What if the Biggest Problem With AI Video... Isn't the AI?

by Iliya OblakovPublished on March 28, 20268 min read11 views

What if the Biggest Problem With AI Video… Isn’t the AI?

I built a system that creates YouTube videos from scratch. I wrote about the first iteration here. The scripts were wild. The voice narration sounded human. But I was honest about one thing — the visuals were the weak link.

Here’s how I fixed it. And honestly? The 2nd live iteration is a completely different beast.

Watch the 2nd iteration in action

The Problem Nobody Talks About

Most people blame the AI when an AI-generated video looks bad. The script sounds robotic. The voice is flat. The pacing is off.

But the thing is… that’s not what gives it away. Not anymore.

What gives it away is the visuals. Specifically — stock footage.

The script says “this system handles 10,000 requests per second.” The best stock clip I could find? A generic server room with blinking lights. It doesn’t show the system. It doesn’t show the scale. It just sits there, filling space.

And that’s the problem. Stock footage is decoration. It doesn’t connect to the words. Viewers feel it instantly — even if they can’t explain why. The narration says one thing. The screen shows something vaguely related. That disconnect is what makes AI video look like AI video.

I spent weeks trying to fix this in v1. Smarter keyword extraction. Broader stock libraries. A triple quality gate that checked relevance, quality, and variety for every single clip. It helped. But it was a bandaid.

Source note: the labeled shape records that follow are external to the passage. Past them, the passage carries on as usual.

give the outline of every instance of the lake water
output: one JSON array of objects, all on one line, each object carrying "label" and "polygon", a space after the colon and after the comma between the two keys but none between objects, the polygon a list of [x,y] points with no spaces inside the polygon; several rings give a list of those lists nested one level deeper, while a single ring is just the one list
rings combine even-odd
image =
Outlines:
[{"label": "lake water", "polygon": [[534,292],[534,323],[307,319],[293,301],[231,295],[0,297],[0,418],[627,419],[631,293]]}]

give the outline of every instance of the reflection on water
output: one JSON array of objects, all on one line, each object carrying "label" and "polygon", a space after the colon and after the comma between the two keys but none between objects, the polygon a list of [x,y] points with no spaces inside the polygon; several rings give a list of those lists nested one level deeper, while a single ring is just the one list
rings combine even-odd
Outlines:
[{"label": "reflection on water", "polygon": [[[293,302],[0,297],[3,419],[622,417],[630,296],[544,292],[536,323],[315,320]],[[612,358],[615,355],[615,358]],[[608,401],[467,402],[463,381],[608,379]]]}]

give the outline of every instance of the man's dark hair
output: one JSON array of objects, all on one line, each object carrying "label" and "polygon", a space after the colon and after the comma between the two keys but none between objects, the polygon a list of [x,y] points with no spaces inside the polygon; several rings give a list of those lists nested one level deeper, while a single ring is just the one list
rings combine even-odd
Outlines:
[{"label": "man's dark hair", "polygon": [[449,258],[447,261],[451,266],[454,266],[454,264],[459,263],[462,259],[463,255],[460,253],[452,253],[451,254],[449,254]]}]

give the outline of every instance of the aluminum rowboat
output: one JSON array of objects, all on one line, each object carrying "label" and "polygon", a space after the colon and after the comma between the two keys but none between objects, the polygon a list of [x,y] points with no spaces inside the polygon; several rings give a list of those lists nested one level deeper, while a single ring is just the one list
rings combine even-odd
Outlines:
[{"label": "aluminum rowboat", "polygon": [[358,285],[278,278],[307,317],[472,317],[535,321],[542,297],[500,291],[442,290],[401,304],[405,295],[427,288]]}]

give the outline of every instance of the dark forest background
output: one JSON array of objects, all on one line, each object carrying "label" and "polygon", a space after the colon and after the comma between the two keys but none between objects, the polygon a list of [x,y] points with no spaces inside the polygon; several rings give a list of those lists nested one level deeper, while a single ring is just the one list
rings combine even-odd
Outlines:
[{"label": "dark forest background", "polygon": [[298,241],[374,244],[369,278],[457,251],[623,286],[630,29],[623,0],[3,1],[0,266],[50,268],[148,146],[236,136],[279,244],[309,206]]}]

Stock footage is generic by definition. My scripts aren’t. So I had a choice — keep polishing a system with a hard ceiling, or burn it down and build something that could actually grow.

I chose fire.

What I Actually Built

I ripped out the entire visual layer. Stock APIs — gone. FFmpeg filter graphs — gone. The old Python-based card overlays — gone.

In their place? A React-based rendering engine called Remotion. Instead of assembling clips through command-line video tools, I’m now building videos as React components. TypeScript. Declarative animations. Full control over every pixel, every frame.

Here’s what that means in practice.

Every visual is generated from the script. Code cards with syntax highlighting. Terminal windows with typing animations. Architecture diagrams that build themselves node by node. Summary boards with progressive bullet reveals. There’s no stock footage API call. No hoping a search returns something useful. The visuals come directly from what the script describes.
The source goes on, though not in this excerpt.